Nous avons reçu du service de presse du ministère des Affaires étrangères les précisions suivantes à l’issue de l’audience que le chef de l’Etat a accordée à MM. Alioune Tine et Reed Brody de la Raddho et de Human Rights Watch.
Dans son édition du mercredi 28 juillet 2010, le Journal « Le Quotidien », faisant référence à l’audience que Me Abdoulaye Wade, président de la République du Sénégal, a accordée, en marge du sommet de l’Union africaine de Kampala, à MM. Alioune Tine et Reed Brody, respectivement responsables de la Rencontre africaine pour la défense des droits de l’Homme (Raddho) et de Human Rights Watch, a publié un article dans lequel il prête au président Abdoulaye Wade l’idée d’être favorable à la comparution d’Omar Hassan el-Béchir, président de la République du Soudan, devant la Cour pénale internationale (Cpi).
A ce propos, le ministre des Affaires étrangères, présent à l’audience, estimant que M. Alioune Tine a insidieusement utilisé deux propos du président Wade qui se placent à deux périodes différentes, tient à faire les précisions suivantes :
1-Les propos prêtés au président Wade selon lesquels il serait favorable à la comparution du président el-Béchir, sont sans fondement pour n’avoir jamais été tenus.

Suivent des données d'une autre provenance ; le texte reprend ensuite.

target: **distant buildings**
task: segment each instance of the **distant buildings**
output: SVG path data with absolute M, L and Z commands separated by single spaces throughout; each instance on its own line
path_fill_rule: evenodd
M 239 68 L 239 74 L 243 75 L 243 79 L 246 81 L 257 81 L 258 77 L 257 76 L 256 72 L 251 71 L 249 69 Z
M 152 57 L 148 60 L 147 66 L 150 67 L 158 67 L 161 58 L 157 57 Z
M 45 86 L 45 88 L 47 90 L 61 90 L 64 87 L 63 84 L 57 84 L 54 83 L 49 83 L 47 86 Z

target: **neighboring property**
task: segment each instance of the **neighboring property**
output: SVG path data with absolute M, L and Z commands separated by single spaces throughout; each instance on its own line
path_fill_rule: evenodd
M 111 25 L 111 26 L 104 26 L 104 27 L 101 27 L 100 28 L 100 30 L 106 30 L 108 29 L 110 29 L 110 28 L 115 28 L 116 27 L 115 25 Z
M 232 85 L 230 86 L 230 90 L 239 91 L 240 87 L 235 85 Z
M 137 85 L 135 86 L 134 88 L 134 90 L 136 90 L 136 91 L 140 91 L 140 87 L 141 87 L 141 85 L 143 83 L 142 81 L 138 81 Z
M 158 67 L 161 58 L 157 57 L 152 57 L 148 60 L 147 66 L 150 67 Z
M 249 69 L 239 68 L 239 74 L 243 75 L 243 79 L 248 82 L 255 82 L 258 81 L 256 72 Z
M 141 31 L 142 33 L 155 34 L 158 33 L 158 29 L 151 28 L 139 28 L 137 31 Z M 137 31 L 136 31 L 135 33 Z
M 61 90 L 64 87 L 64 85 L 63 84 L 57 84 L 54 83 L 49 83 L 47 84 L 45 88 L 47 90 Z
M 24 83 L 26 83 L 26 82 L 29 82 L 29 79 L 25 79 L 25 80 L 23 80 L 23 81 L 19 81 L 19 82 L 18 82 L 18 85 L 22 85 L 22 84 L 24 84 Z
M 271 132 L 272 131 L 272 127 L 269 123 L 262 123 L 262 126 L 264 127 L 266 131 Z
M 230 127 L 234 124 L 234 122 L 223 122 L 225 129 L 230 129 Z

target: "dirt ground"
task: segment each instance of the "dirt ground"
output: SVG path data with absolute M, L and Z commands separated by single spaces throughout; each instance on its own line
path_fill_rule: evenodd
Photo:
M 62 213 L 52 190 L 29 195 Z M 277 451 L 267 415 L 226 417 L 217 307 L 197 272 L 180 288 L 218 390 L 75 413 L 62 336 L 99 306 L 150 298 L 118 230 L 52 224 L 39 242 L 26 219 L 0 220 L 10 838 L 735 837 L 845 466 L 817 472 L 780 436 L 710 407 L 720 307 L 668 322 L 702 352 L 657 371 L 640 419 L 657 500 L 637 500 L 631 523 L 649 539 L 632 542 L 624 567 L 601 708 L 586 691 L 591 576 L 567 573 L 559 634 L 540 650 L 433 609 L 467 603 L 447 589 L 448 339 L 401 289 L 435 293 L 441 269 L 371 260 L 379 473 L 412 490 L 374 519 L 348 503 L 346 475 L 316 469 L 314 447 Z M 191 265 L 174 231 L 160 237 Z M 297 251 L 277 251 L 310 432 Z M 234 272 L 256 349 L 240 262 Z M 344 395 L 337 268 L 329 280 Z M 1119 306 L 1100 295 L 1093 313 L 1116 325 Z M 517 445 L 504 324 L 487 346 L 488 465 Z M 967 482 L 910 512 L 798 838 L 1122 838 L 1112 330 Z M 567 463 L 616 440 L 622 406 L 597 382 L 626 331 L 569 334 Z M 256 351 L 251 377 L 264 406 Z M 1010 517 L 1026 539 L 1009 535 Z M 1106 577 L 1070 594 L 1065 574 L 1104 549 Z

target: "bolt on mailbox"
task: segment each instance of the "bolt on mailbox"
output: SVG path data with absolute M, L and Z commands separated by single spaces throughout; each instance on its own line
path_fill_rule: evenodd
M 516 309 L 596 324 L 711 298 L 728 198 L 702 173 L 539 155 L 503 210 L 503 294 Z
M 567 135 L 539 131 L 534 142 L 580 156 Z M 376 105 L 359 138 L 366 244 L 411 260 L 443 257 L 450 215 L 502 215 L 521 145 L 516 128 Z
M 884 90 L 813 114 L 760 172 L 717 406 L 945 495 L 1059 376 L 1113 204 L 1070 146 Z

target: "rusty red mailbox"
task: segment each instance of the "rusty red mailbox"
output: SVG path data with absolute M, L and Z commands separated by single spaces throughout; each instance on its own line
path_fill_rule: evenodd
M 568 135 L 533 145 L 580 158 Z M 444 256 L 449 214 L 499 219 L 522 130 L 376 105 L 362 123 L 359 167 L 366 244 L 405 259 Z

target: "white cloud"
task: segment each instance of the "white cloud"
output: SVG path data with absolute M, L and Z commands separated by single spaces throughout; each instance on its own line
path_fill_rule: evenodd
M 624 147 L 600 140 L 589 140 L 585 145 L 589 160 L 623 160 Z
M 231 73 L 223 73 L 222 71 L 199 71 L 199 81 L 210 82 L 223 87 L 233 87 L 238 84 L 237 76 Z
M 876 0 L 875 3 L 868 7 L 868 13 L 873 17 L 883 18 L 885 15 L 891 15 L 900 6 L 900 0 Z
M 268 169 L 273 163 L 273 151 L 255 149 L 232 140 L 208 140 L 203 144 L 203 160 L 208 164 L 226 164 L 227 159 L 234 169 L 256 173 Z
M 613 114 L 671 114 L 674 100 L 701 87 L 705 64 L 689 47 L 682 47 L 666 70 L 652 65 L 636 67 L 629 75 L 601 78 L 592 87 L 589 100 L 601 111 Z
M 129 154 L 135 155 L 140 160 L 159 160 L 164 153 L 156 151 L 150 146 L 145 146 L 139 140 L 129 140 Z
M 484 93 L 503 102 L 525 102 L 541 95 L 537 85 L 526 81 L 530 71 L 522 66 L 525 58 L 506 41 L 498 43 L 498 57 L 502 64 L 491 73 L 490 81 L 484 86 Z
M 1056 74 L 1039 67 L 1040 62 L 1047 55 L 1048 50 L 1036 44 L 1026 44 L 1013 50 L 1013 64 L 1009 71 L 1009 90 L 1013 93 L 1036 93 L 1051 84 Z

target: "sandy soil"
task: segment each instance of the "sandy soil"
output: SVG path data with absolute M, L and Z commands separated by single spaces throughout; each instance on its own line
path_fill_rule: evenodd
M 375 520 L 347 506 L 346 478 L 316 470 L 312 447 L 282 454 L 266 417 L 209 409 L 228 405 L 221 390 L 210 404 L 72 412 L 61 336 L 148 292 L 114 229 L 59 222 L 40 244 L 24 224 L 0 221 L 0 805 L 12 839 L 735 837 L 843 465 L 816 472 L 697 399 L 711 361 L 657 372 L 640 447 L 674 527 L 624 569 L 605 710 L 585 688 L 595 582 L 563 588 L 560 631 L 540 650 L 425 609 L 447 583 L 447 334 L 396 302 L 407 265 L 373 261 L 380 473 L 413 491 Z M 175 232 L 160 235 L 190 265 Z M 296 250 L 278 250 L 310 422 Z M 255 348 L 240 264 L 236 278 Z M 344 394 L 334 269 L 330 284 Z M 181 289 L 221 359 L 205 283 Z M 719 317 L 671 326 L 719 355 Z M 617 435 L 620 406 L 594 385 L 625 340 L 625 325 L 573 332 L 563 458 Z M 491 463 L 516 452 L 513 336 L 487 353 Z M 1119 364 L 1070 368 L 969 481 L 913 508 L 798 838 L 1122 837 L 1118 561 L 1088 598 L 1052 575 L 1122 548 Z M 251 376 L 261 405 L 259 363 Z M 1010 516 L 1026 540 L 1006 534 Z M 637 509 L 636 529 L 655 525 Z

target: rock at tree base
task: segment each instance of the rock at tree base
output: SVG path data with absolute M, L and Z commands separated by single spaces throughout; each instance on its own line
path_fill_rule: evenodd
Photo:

2-Le Sénégal ayant été parmi les premiers pays à signer le Traité instituant la Cpi le 18 juillet 1998 à Rome avec 119 autres Etats et le premier à l’avoir ratifié, lorsque pour la première fois, un mandat d’arrêt a été lancé contre le président el-Béchir en mars 2009, le président Wade a eu aussitôt avec ce dernier un entretien téléphonique au cours duquel, il lui a indiqué que le Sénégal était tenu de respecter les engagements de livrer toute personne qui ferait l’objet d’un mandat d’arrêt de la Cpi et que cette obligation était valable pour tout le monde y compris son ami le président el-Béchir. Les propos rapportés par M. Tine datent de mars 2009.
Par la suite, en juillet 2009, le sommet de l’Union africaine a pris une décision demandant aux Etats membres de l’Union de ne pas coopérer avec la Cpi pour l’exécution du mandat d’arrêt à l’encontre du président el-Béchir.
Cette position de l’Union africaine, qui s’impose à tous les membres, a été confirmée au dernier sommet de l’Union africaine à Kampala en présence du président Wade.
Le président Wade a déclaré au sommet de Kampala et indiqué à la presse qu’il adhère totalement à la décision de l’Union africaine et que désormais, il l’appliquerait car il la place au-dessus de la loi nationale.
Telle est la position du président Wade qui ne présente aucune ambiguïté.